Bütün bunları içime atıversem
hepsi aniden taşar mı?

İhtirasın belediye onaylı imarı
yanında sensizliğin kitabı
sokakta elimde diploma
bitirmişim densizliğin okulunu.

Yokluğun yegane kıtasında ben
senin yanında sensiz başka katta,
ayrı yatakta sabrın son odasında
hala senin ismini yazıyorum
düşüncemin şiirine.

Emin Saglamer

Beş Vakit

Herkesin işi gücü bana takmada, Boğazından villasından bana hava atmada ucuzunu alıp bana pahalıya satmada sokakta meydanda bana bir omuz koymada. Pazar mı zannettiniz burasını lan başlarım salısını çarsambasını şimdi ha. Kapalı bu çarşı boşuna uğraşmayınız hiç. Kapımı penceremi tırmalamayı kesin sararım şu süpürgeyi belinize bacağınıza. Geçin karşıya da yeniden bir bakın bana. Size silkiyorum şimdi hem de iki beyaz yaka. Ne Anadolusuna, ne Rumelisine, ne tangosuna, ne de lotosuna, Alışamadım ne sizin havanıza ne de sazınıza. Yok öyle hiç kızmayın, aman sakın ha alınmayın. Benimkisi öfke değil sadece üç öğün tasa. Sizin bildiğiniz bildik ama size sitem bende beş vakit bir başka dilden dua. Emin Sağlamer

Fondaten Sevgilim

Dizlerime ardı sıra vuran kelimelerle
üzerime üzerime gelişin.

Uzun kahverengi saçlarının arasından
bana göz atan yırtıcı gözlerin.

Bir bacağını öbürünün üzerine atışın.

Ellerinde bir beklenti, çantanda bir mahalle yük
ne istiyorsun benden?

Dudaklarını tekrar tekrar ısırman.

Göğüslerini küçücük kazağının içinde gerip
büsbütün etrafımızı galleyana getirmen.

Lokantanın ortasında ağlaman,
manikürlü tırnaklarınla her damlayı düşmeden yakalaman,
olabilecek herhangi bir rimel felaketini ustaca atlatman.

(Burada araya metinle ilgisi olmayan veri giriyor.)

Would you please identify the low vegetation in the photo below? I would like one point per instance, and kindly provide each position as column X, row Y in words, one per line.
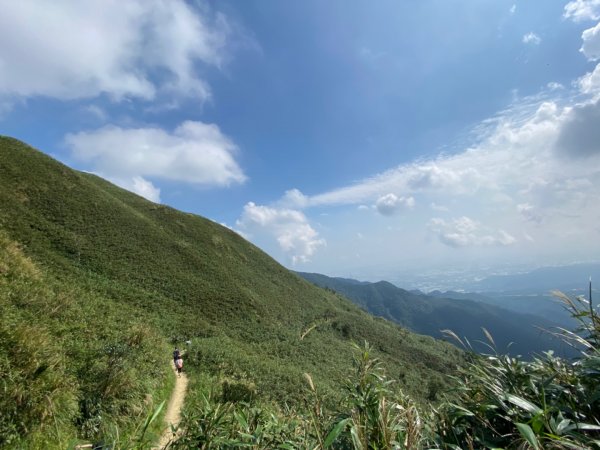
column 97, row 284
column 499, row 402
column 114, row 281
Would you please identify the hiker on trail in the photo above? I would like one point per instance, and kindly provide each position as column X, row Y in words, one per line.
column 179, row 365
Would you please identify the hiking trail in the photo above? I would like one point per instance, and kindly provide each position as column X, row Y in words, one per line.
column 173, row 415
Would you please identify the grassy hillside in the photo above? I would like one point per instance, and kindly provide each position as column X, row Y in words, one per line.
column 115, row 279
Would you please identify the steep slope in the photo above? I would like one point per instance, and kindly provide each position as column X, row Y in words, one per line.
column 123, row 262
column 429, row 315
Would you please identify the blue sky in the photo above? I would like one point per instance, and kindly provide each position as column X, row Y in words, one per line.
column 345, row 137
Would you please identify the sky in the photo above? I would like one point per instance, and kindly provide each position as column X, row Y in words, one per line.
column 352, row 138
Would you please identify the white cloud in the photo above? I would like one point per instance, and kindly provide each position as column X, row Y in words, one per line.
column 529, row 213
column 591, row 43
column 580, row 10
column 96, row 112
column 465, row 232
column 389, row 204
column 135, row 49
column 531, row 38
column 580, row 134
column 194, row 152
column 289, row 227
column 440, row 208
column 590, row 82
column 554, row 86
column 146, row 189
column 294, row 199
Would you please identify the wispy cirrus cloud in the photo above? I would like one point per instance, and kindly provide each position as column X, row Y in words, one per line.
column 134, row 49
column 466, row 232
column 531, row 38
column 580, row 10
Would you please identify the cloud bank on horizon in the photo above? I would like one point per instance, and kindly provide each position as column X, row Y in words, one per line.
column 141, row 78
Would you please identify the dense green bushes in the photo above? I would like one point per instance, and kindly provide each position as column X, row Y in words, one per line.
column 72, row 364
column 499, row 402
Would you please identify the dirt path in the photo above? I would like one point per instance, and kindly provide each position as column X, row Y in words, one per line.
column 173, row 415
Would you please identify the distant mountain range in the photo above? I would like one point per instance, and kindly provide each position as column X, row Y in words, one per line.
column 428, row 314
column 543, row 280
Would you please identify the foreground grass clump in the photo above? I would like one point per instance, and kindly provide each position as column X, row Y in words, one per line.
column 499, row 402
column 371, row 414
column 121, row 278
column 549, row 402
column 72, row 364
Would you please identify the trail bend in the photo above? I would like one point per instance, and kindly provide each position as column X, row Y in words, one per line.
column 173, row 415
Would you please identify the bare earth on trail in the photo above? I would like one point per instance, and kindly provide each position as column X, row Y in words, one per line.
column 173, row 415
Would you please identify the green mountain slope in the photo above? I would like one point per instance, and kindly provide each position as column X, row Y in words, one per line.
column 116, row 279
column 512, row 332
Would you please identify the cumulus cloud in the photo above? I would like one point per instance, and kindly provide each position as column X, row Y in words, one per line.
column 591, row 43
column 590, row 82
column 289, row 227
column 123, row 49
column 531, row 38
column 390, row 203
column 580, row 10
column 146, row 189
column 465, row 232
column 194, row 152
column 580, row 134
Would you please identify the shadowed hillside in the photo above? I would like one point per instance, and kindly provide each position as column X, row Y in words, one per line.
column 120, row 278
column 512, row 332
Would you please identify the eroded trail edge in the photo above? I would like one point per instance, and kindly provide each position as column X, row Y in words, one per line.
column 173, row 415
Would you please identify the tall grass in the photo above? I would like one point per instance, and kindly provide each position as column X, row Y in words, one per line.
column 500, row 402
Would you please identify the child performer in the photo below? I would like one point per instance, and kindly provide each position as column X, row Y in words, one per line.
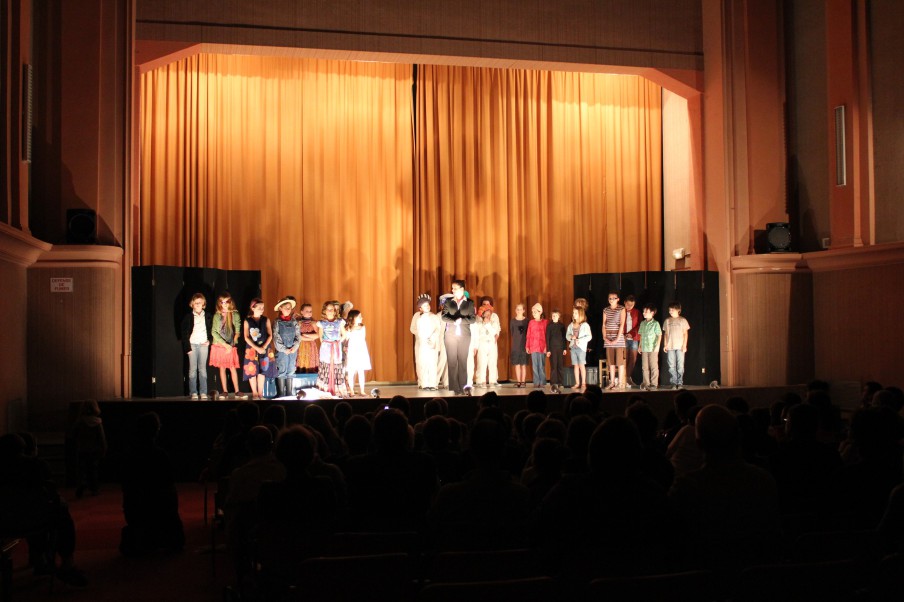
column 650, row 335
column 286, row 339
column 358, row 359
column 428, row 342
column 308, row 352
column 330, row 378
column 258, row 335
column 632, row 323
column 197, row 333
column 418, row 312
column 614, row 341
column 226, row 326
column 442, row 363
column 674, row 343
column 579, row 335
column 536, row 345
column 556, row 348
column 488, row 329
column 518, row 337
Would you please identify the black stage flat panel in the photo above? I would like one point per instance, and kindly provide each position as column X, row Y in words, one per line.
column 160, row 299
column 698, row 293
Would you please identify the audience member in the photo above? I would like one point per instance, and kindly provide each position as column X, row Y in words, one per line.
column 488, row 509
column 730, row 507
column 31, row 507
column 150, row 502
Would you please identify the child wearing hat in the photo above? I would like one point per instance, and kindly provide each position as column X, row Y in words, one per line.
column 536, row 345
column 287, row 338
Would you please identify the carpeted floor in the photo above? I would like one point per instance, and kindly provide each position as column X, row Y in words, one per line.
column 189, row 575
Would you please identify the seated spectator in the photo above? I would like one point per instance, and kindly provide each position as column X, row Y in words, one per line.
column 577, row 442
column 244, row 486
column 275, row 415
column 730, row 507
column 297, row 515
column 803, row 467
column 654, row 464
column 342, row 411
column 31, row 507
column 547, row 458
column 390, row 489
column 150, row 502
column 612, row 521
column 436, row 437
column 488, row 509
column 90, row 444
column 683, row 452
column 873, row 468
column 316, row 419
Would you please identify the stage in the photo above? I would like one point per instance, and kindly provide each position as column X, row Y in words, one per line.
column 191, row 427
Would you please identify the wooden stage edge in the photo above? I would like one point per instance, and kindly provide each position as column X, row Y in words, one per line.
column 189, row 428
column 464, row 407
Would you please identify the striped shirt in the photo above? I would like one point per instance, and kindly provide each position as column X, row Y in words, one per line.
column 611, row 322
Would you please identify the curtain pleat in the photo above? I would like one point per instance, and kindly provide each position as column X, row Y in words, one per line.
column 310, row 171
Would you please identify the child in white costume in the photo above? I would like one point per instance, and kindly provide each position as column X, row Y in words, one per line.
column 487, row 332
column 428, row 340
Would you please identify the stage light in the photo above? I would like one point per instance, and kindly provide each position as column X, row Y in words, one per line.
column 680, row 256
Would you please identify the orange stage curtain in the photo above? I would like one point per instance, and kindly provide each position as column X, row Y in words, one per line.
column 299, row 168
column 525, row 178
column 312, row 172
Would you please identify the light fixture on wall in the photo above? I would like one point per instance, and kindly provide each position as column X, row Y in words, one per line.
column 680, row 256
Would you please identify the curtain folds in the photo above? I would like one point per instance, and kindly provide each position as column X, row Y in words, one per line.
column 312, row 172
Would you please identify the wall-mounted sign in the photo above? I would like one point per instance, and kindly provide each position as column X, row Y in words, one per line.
column 61, row 285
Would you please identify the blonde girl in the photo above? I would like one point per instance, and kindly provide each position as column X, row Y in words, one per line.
column 578, row 336
column 357, row 359
column 226, row 329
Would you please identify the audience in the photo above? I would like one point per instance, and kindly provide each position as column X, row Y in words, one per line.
column 711, row 488
column 149, row 499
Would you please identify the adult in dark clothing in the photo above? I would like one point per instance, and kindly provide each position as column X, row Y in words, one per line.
column 297, row 515
column 611, row 521
column 488, row 509
column 391, row 488
column 862, row 488
column 556, row 347
column 150, row 502
column 458, row 314
column 30, row 505
column 804, row 467
column 730, row 507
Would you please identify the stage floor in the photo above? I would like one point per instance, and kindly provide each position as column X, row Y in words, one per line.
column 189, row 428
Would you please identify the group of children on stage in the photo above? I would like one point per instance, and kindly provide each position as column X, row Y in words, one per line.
column 335, row 346
column 536, row 340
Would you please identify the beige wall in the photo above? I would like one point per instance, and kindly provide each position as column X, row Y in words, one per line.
column 76, row 335
column 886, row 25
column 598, row 32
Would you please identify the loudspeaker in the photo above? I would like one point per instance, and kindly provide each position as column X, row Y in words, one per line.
column 778, row 235
column 81, row 227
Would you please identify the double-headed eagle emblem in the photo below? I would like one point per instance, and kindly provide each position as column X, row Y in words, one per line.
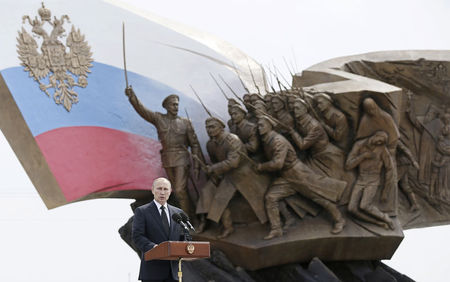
column 65, row 69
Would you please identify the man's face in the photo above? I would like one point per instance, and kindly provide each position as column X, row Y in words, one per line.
column 237, row 116
column 323, row 104
column 370, row 107
column 264, row 126
column 253, row 99
column 161, row 192
column 172, row 107
column 378, row 139
column 277, row 104
column 299, row 109
column 213, row 129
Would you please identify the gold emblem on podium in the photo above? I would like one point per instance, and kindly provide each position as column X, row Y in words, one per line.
column 65, row 69
column 190, row 249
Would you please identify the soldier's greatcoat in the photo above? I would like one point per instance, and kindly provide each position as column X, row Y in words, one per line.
column 175, row 134
column 237, row 175
column 283, row 158
column 247, row 132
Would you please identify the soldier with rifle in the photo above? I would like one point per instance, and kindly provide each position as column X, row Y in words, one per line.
column 294, row 177
column 174, row 133
column 236, row 175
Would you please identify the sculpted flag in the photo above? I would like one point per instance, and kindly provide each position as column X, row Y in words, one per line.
column 63, row 108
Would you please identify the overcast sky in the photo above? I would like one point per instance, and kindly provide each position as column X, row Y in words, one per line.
column 79, row 242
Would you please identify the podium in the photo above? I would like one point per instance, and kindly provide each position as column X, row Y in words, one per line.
column 175, row 250
column 179, row 250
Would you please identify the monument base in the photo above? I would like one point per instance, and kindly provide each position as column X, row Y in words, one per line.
column 308, row 238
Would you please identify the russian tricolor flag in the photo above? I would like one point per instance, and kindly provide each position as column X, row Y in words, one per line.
column 102, row 147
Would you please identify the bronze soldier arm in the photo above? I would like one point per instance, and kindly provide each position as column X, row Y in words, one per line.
column 278, row 158
column 306, row 142
column 231, row 162
column 354, row 157
column 145, row 113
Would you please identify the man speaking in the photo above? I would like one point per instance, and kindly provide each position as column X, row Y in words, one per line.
column 153, row 225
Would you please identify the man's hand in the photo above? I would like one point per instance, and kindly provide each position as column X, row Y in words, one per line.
column 259, row 168
column 369, row 155
column 209, row 170
column 196, row 173
column 129, row 91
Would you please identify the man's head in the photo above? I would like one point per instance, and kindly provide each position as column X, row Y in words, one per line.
column 170, row 103
column 265, row 124
column 255, row 97
column 237, row 114
column 323, row 101
column 161, row 190
column 378, row 138
column 370, row 107
column 300, row 108
column 214, row 127
column 278, row 103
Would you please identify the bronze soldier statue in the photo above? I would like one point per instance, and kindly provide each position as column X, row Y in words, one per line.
column 333, row 120
column 371, row 155
column 175, row 134
column 281, row 113
column 324, row 158
column 294, row 177
column 404, row 160
column 226, row 153
column 245, row 130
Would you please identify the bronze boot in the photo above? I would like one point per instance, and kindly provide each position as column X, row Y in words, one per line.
column 274, row 233
column 227, row 224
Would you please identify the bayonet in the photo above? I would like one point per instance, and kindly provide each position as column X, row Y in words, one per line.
column 287, row 66
column 124, row 57
column 243, row 85
column 187, row 115
column 218, row 85
column 201, row 102
column 231, row 89
column 253, row 78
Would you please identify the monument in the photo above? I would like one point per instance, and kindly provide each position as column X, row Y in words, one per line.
column 308, row 171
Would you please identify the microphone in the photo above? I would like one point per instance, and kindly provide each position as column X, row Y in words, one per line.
column 177, row 218
column 185, row 219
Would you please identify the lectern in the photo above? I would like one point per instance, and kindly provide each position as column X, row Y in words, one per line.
column 179, row 250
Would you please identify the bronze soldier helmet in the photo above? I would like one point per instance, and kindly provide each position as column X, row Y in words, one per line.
column 168, row 98
column 214, row 119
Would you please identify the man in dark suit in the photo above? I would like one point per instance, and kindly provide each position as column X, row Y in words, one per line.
column 153, row 225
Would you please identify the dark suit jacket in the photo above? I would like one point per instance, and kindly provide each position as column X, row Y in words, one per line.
column 147, row 232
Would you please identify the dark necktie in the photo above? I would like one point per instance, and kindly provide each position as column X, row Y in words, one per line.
column 164, row 220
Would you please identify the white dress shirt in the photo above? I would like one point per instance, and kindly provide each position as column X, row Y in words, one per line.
column 158, row 206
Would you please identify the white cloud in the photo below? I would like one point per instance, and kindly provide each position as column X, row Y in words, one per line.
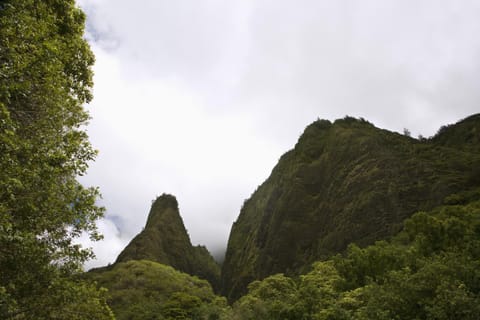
column 200, row 98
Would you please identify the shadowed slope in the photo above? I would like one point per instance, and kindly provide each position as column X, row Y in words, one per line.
column 165, row 240
column 344, row 182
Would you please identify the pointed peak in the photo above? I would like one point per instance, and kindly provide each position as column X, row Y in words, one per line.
column 165, row 201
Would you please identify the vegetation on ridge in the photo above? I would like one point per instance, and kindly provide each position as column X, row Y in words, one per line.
column 431, row 270
column 344, row 182
column 165, row 240
column 141, row 289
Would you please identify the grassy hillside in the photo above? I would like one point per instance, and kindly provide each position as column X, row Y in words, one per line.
column 344, row 182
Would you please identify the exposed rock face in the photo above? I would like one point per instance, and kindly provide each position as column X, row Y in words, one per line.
column 165, row 240
column 344, row 182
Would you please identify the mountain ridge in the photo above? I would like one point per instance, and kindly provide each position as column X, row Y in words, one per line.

Bütün bunlar çekilir gibi değil.

Yanında oturdukça kendimi senin bağrına değil
vapurlarla yağlanmış, martılarla arsızlaşmış
şu kara sulara atmak geliyor içimden.

Ince yüzlü fondaten sevgilim,
mavi mektup kağıdına yeşil mürekkep'le yazan,
saçı uzun, eteği kemerinden kısa,
çorabı hem külotlu, hem de karolu sevgilim.

Ben seni aslında hiç sevmemişim.

Emin Sağlamer

Bina

Alnımdan aşşağı süzülen o tuzlu damlalarda,
gözüme kaçan o sokak tozunda,
içimi buran o bunaltıların
leblebi gibi kararmış taneleri var.

Eğer bir makina olsaydım
çoktan hurdaya çıkmıs olurdum.
Hani eskiciler dolu olur
kimse ne yenisini ne de eskisini ister ya,
işte ben oyum.

Sönmüş balon gibi
umutsuz bir köşeye çökmüş
boşu boşuna kendimi üzerek
zaman geçiriyorum.

Dertlerimi anlattıkça
sorunlar kıvrak bir yılan gibi
beni sarıyor.
Sonra kör düğüm düğümlenerek
beni karnımdan sonra göğsümden
en son da boğazımdan sıkıyor.

İçimde yine kor sobalar
kış vakti karartmalar
komşuda uyumsuz işler
telefonda annem
içimde mutsuzluk yüz kat bir bina.

Emin Sağlamer

Bir İstanbul'da Bin Sonbahar

İçim parçalanıyor ayazda
Boğazda dalgalar gibi.

Sonbahar birikiyor dudaklarıma
ağır ve kararlı.

Bir tünele girdim
farlarım, sileceklerim kapalı.

Tekerlekler döne dursun
ben geçmişe dönemiyorum.

Sarmaşık gibi almışsın içimi
senden öncesini hatırlamıyor;

Sensiz bir dünya,
sensiz bir sonbahar düşünemiyorum.

Yapraklar alev aldığında
penceremde o tanıdık rüzgar ıslık çaldığında,
Boğaz yine hırçınlaşıp çocuklaştığında,
kapı başında oturup dönüşünü bekliyorum.
Gelmiyeceğini bile bile.

Emin Sağlamer

Horozlu Sevda

Sen geldin ya içim savruldu tarlalara.
bedenim başak dalgalarına yenik
tenim güneşte nefis bir pestil.

Sen geldin ya şarap oldu her bardak su
hem gecesi hem gündüzü sonsuz
yıldızlar tepemizde İstanbul'u tavaf etti.

Beni hamama atsan
eski bir halı gibi yıkasan
kaynar sularla kese yapsan da
bu arsız istekler yılan gibi kıvrılıp çıkmaz.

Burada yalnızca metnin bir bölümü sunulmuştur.